ICSI Treatment In India
ICSI (Intra Cytoplasmic Sperm Injection) – An Injection Of Hope
ICSI – Is It For Us?
Before making this crucial choice, the two of you should consider the following questions:
If so, ICSI may be the answer you’ve been seeking for.
How Does the ICSI Procedure Work ?
The only difference between ICSI and IVF is the method of fertilisation. In IVF, the fertilisation process takes place in a disc, but in ICSI, each sperm is individually injected into each egg using a device known as a micromanipulator.
What Are The Steps Leading Up To ICSI?
What Are The ICSI Success Rates?
The success rates of more than 800 of these ICSI Procedures performed at Dr. Nandita Palshetkar‘s IVF facilities around India were estimated to be 40%, which is an injection of much-needed hope.
Males with extremely low counts (less than 5 million per ml) or poor quality sperm had little chance of having children until the 1990s. The new ICSI discovery, which occurred in 1992 in Brussels, Belgium, solved this issue.
Since then, numerous patients of this type have fathered children. Since 1995–1996 when we began our own ICSI programme, we have completed more than 800 cycles with a success rate of 30–40%, which is equivalent to the finest units worldwide.
All of the steps in ICSI are comparable to those in IVF, with the exception of the fertilisation phase. One egg is often combined with 100,000 sperms during IVF, and one sperm fertilises the egg on its own. In ICSI, however, a single live sperm is kept and injected into each egg. The Micromanipulator, a device, is used to perform this micro-fertilization.
The Infertility India clinic offers thorough, reasonably priced ICSI therapy and services. ICSI Center in India, our facility provides ICSI treatment for infertility.
Males with sperm anti-bodies
Men who have ejaculated dysfunction from a spinal cord disorder or injury, such as paraplegics or quadriplegics.
Patients who attempt IUI but are unsuccessful due to retrograde ejaculation (ejection of sperm into the bladder).
Patients in whom in vitro fertilisation has not resulted in pregnancy.
In our clinic, we also think that using ICSI on patients with a history of endometriosis or TB is a good idea because we think it results in higher fertilisation rates than traditional IVF (this is a personal experience not supported by international literature).

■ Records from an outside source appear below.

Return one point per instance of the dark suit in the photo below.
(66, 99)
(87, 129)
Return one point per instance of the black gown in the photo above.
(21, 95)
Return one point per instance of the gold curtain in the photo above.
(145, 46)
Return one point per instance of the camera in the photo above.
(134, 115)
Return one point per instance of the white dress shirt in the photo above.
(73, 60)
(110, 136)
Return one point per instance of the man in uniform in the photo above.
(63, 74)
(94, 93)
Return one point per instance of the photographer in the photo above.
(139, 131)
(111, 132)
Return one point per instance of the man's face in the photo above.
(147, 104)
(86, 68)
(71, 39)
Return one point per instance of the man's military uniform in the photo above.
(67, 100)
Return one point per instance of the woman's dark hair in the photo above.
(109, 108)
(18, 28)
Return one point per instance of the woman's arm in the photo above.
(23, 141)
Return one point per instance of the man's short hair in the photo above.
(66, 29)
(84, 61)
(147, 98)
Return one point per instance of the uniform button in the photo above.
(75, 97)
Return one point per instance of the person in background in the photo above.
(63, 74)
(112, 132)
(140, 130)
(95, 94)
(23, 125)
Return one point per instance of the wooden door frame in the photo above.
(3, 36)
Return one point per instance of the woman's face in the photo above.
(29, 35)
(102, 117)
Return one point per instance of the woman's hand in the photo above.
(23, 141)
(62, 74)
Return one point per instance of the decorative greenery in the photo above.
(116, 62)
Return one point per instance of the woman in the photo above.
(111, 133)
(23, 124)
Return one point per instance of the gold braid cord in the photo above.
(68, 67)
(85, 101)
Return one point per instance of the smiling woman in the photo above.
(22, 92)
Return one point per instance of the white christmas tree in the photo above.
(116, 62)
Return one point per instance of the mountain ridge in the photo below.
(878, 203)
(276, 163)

For all patients, including those with normal sperm counts, several units now advocate routine ICSI. As we feel that pregnancy should be achieved with the least amount of handling of the gametes outside the body, we do not support this procedure. We won’t perform ICSI if the sperm count is sufficient for IVF fertilisation. However, if a patient’s sperm count is in the grey area, we can choose to use IVF for half the eggs and ICSI for the other half.
Our success rates, which are similar to the best in the world for both azoospermia and non-azoospermia patients, are in the range of 30 to 40%.

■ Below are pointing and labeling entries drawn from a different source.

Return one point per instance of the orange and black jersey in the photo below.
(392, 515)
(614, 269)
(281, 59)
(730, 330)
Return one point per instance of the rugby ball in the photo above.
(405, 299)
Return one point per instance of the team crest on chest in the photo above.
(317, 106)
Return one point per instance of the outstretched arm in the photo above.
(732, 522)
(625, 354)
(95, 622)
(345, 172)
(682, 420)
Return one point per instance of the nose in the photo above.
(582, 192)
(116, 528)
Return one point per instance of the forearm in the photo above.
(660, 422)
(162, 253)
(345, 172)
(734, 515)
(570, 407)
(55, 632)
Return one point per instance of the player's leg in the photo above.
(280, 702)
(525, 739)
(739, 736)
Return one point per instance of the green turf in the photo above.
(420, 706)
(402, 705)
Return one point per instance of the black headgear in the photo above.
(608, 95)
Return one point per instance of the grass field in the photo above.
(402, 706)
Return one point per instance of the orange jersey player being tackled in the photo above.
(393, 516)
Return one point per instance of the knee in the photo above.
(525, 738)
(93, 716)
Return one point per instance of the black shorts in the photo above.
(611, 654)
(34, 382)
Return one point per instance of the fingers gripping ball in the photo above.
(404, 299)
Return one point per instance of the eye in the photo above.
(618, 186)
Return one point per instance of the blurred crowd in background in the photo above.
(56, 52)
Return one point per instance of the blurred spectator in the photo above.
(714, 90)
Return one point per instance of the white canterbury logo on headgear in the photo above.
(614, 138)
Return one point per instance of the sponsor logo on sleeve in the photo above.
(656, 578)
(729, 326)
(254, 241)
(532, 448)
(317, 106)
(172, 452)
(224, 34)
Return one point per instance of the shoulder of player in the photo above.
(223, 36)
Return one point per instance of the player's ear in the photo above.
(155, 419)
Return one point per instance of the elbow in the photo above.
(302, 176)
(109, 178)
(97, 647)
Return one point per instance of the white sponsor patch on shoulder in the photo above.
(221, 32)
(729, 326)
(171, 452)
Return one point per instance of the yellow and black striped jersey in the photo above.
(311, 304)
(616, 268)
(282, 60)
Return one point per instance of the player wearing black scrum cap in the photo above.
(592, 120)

ICSI uses a different method of fertilisation than IVF. ICSI is a process where each egg is held and injected with a single live sperm, in contrast to IVF when one egg is combined with one lakh sperms, with fertilisation taking place on its own. The Micromanipulator, a device, is used to perform this micro-fertilization. There are 11 steps in the technique (anchor).

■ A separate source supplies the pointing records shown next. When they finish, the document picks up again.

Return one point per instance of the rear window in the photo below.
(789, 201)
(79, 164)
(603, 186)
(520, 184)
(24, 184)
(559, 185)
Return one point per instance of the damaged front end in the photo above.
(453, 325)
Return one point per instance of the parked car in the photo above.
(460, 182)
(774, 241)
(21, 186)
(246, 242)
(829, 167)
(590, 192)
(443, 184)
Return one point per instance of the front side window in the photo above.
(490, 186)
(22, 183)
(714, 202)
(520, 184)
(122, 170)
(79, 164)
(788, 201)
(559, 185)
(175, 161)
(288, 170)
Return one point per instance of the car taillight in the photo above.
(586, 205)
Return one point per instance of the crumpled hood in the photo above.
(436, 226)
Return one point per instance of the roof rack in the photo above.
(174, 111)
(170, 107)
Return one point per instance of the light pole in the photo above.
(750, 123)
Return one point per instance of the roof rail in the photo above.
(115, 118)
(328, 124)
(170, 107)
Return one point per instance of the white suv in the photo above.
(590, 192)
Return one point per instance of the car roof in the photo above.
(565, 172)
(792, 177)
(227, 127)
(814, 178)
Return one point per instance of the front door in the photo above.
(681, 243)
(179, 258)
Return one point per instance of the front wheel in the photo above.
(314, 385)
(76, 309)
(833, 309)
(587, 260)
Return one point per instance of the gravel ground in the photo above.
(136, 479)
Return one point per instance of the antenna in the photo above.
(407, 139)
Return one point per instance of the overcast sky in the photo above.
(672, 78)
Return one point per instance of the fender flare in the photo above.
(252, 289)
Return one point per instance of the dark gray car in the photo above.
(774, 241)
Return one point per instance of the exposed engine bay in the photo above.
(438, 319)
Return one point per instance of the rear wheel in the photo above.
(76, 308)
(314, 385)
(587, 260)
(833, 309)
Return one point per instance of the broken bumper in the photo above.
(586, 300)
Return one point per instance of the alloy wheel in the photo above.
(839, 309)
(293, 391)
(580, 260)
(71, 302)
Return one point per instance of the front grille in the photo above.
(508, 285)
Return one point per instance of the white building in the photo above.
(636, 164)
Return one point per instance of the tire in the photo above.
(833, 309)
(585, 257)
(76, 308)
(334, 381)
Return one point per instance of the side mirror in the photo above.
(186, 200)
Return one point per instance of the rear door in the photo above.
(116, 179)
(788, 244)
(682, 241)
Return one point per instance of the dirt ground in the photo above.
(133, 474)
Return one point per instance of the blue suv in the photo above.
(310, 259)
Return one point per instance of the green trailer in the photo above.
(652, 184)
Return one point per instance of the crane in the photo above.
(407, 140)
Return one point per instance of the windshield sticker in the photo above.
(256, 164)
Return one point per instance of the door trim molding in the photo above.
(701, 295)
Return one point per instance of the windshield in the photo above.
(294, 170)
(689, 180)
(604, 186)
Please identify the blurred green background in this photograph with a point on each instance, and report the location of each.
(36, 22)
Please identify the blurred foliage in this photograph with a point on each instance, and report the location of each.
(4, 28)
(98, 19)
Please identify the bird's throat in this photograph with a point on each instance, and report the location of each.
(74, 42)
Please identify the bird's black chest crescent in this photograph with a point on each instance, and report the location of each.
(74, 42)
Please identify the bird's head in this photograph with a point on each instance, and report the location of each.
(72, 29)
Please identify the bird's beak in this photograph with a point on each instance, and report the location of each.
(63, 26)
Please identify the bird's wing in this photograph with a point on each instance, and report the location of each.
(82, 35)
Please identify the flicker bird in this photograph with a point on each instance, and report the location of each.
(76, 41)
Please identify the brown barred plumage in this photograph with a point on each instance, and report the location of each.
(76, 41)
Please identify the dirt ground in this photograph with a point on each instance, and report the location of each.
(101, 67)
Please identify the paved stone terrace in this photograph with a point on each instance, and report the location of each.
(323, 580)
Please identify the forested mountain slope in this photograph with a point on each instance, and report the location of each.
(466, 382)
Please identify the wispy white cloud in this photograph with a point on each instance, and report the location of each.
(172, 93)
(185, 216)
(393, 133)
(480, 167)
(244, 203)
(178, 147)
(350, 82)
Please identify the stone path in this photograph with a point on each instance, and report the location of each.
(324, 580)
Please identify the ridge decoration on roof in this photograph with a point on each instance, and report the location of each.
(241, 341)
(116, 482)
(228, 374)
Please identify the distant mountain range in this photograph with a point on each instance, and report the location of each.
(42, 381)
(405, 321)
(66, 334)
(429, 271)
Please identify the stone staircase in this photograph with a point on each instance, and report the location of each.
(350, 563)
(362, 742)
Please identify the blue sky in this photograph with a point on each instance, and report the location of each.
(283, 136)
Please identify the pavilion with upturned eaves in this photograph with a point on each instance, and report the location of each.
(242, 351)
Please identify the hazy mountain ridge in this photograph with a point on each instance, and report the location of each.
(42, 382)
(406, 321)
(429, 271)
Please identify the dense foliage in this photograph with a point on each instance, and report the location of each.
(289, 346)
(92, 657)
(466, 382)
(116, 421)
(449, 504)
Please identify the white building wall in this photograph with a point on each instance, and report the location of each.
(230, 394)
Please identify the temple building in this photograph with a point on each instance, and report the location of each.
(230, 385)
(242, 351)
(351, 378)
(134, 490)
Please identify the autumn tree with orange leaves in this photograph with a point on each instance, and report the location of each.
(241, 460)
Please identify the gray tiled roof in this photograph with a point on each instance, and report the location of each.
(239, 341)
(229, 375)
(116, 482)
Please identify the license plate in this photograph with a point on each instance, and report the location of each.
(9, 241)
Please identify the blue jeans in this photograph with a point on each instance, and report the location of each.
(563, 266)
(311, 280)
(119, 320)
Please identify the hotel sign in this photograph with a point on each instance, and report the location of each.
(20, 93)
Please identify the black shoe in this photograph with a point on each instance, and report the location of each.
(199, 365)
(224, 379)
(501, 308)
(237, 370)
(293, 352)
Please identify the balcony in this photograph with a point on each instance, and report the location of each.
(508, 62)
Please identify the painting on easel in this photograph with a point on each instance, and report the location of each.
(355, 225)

Controlled Ovarian stimulation with drugs (GnRH Analogues and Gonadotrophins) to produce many eggs.
Monitoring of follicles and egg development with the aid of vaginal sonography and serial estradiol hormone estimation. Administration of hCG injection, (Human Chorionic Gonadotrophins) when the two leading follicles are 18mm. in diameter. Oocyte or egg retrieval under short general anaesthesia, 35 to 37 hours after HCG injection.
Laboratory isolation and identification of eggs
sperm collecting and laboratory processing. When there are no sperm in the semen (azoospermia), the sperm are taken directly from the testis using the PESA/MESA/FTNB/TESE or TESA procedures.
the laboratory dissection of the eggs using the enzyme hyloronetis putting eggs into tiny culture media droplets submerged in oil.
Sperms are placed in tiny PVP droplets that are submerged in oil. Using a micro-injection needle with a 7 micron diameter to immobilise the sperm and aspirate it into the needle (tail first).
Using a holding pipette to hold the egg while injecting the immobilised sperm into the held egg these eggs are put into the incubator for two to five days. 2 to 5 days after fertilisation, embryos begin to develop.
after two days (four cell embryo), three days (six to eight cell embryo), or five days (blastocyst stage), good quality embryos are transferred back into the womb.